Be careful with time zones and error propagation during conversions. If you have access to data scientists or somebody with a strong competence in math, ask for advice. Please consider that our model will increase in complexity and other people might be in charge of extracting the data for you. At some point in time you will use tools to extract, process and plot the data in real time that will need to be configured properly so, despite being simple to identify, you should describe how to extract the data and convert it to the right units in detail.

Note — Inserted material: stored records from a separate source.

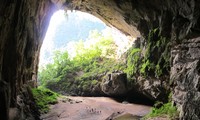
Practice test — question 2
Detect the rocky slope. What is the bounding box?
[0,0,200,120]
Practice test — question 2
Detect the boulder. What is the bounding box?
[101,72,127,96]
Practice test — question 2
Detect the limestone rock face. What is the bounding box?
[0,0,56,120]
[0,0,200,120]
[171,37,200,120]
[135,77,169,102]
[101,73,127,96]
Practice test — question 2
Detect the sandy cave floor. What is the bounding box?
[41,97,151,120]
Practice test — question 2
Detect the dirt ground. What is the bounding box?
[41,97,151,120]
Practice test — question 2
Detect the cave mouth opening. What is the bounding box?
[38,10,152,105]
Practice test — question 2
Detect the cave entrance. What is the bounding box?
[38,10,134,96]
[38,10,155,105]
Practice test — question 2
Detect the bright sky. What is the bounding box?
[40,10,134,65]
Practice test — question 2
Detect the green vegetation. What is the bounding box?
[145,102,178,120]
[124,29,170,81]
[140,29,170,78]
[32,87,58,113]
[124,48,141,80]
[39,32,126,95]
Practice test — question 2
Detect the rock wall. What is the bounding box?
[0,0,56,120]
[0,0,200,120]
[171,37,200,120]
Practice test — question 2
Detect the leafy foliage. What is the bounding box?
[39,32,126,94]
[140,29,170,78]
[32,87,58,113]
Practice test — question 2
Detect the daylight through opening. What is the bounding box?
[35,10,152,116]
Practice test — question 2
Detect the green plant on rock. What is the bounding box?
[124,48,141,80]
[32,87,59,113]
[140,29,170,78]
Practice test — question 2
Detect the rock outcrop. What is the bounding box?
[171,37,200,120]
[0,0,56,120]
[101,73,128,96]
[0,0,200,120]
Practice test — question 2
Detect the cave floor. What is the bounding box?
[41,96,151,120]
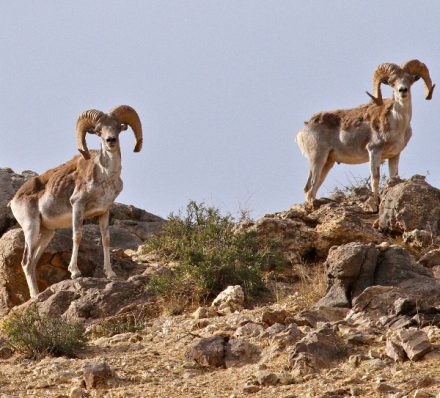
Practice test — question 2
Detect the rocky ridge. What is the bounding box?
[0,169,440,398]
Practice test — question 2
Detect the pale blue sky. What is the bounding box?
[0,0,440,216]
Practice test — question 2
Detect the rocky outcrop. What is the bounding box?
[14,274,151,322]
[318,243,440,315]
[240,197,387,264]
[290,326,346,374]
[379,175,440,236]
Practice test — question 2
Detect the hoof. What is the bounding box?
[105,271,118,279]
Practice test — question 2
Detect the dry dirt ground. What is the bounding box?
[0,296,440,398]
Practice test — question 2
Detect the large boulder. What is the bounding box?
[318,243,378,307]
[289,325,346,373]
[317,243,440,325]
[14,275,151,322]
[379,175,440,236]
[241,201,387,264]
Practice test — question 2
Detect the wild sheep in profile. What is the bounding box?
[296,59,435,202]
[10,105,142,297]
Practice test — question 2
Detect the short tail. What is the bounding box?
[295,130,308,158]
[304,171,312,193]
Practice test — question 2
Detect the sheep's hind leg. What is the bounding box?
[68,204,84,279]
[365,149,381,213]
[21,219,40,297]
[99,211,116,279]
[306,154,333,203]
[388,154,400,180]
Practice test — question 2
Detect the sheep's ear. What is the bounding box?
[411,75,420,82]
[87,130,101,136]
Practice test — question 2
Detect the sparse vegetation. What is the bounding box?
[1,305,86,359]
[144,201,286,304]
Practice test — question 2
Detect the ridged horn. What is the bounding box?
[76,109,104,159]
[402,59,435,100]
[367,63,401,105]
[109,105,142,152]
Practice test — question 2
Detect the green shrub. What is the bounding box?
[144,201,286,302]
[1,305,86,358]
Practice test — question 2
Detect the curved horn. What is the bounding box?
[109,105,142,152]
[76,109,104,159]
[402,59,435,100]
[367,63,401,105]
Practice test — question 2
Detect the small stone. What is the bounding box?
[368,350,382,359]
[350,386,363,397]
[367,358,387,370]
[257,370,280,386]
[69,387,90,398]
[212,285,244,313]
[235,322,264,337]
[261,310,288,326]
[423,350,440,361]
[83,362,115,390]
[386,338,407,362]
[191,307,217,319]
[413,390,433,398]
[396,328,432,361]
[376,383,402,394]
[185,336,228,367]
[243,384,261,394]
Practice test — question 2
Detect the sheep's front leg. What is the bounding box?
[68,203,84,279]
[388,153,400,180]
[99,211,116,278]
[368,149,381,198]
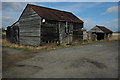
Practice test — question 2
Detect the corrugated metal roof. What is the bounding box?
[96,25,112,33]
[28,4,83,23]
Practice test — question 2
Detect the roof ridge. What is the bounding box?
[27,4,72,13]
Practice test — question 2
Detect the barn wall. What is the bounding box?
[19,6,41,45]
[73,23,83,42]
[59,22,73,44]
[6,24,19,43]
[41,20,59,44]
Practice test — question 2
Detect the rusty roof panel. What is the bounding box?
[28,4,83,23]
[97,26,112,33]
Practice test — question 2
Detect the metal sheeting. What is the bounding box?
[28,4,83,23]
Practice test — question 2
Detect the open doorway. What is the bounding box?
[96,33,104,40]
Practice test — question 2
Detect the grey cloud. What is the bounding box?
[2,2,26,12]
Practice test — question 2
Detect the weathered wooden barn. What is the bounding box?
[88,25,112,41]
[7,4,83,45]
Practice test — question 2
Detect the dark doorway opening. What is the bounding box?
[96,33,104,40]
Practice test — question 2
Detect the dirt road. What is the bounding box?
[3,41,118,78]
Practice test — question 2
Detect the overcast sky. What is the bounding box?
[2,2,118,31]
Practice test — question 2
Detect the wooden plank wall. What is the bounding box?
[19,7,41,46]
[73,23,83,42]
[41,20,59,44]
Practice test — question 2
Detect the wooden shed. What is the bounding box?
[7,4,83,45]
[88,25,112,40]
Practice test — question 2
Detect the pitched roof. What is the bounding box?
[28,4,83,23]
[96,25,112,33]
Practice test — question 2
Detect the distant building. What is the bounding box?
[7,4,83,45]
[88,25,113,41]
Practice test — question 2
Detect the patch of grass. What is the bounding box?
[2,39,115,50]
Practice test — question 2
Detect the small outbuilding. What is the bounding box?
[88,25,113,41]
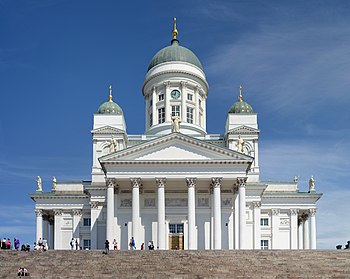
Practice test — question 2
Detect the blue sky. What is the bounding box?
[0,0,350,249]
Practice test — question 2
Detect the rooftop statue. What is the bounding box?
[236,135,244,153]
[171,115,181,132]
[36,175,43,192]
[51,176,57,192]
[309,175,315,192]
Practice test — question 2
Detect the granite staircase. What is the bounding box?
[0,250,350,278]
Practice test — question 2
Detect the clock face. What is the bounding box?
[171,89,181,99]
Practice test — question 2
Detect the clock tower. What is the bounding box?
[142,18,208,136]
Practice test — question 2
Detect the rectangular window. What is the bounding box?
[158,108,165,124]
[260,239,269,250]
[187,107,193,124]
[169,224,184,233]
[83,239,91,250]
[260,218,269,227]
[171,106,180,116]
[83,218,91,227]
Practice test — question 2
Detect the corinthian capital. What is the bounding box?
[186,177,197,188]
[106,177,117,188]
[290,208,299,215]
[34,209,43,217]
[271,208,280,216]
[90,201,98,209]
[211,177,222,188]
[237,177,247,187]
[73,209,82,216]
[309,208,317,216]
[53,209,63,216]
[130,177,141,188]
[156,177,166,188]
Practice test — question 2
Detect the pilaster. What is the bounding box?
[211,177,222,250]
[237,177,247,249]
[186,177,197,250]
[271,208,280,249]
[156,177,166,250]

Validate your results and their usefulness with simple tooling before automating the process using more complex tools. Do not be ashamed of using something like spreadsheets at first or something even simpler.
Plot the data using a timescale in the X-axis that is appropriate for your environment. It is hard to guess which one will be the most useful range so I suggest you to try different options. For simple applications that range might be weeks while in the case of an automotive platform it might be months or even quarters. Different visualizations might lead you to slightly different conclusions so explore your options.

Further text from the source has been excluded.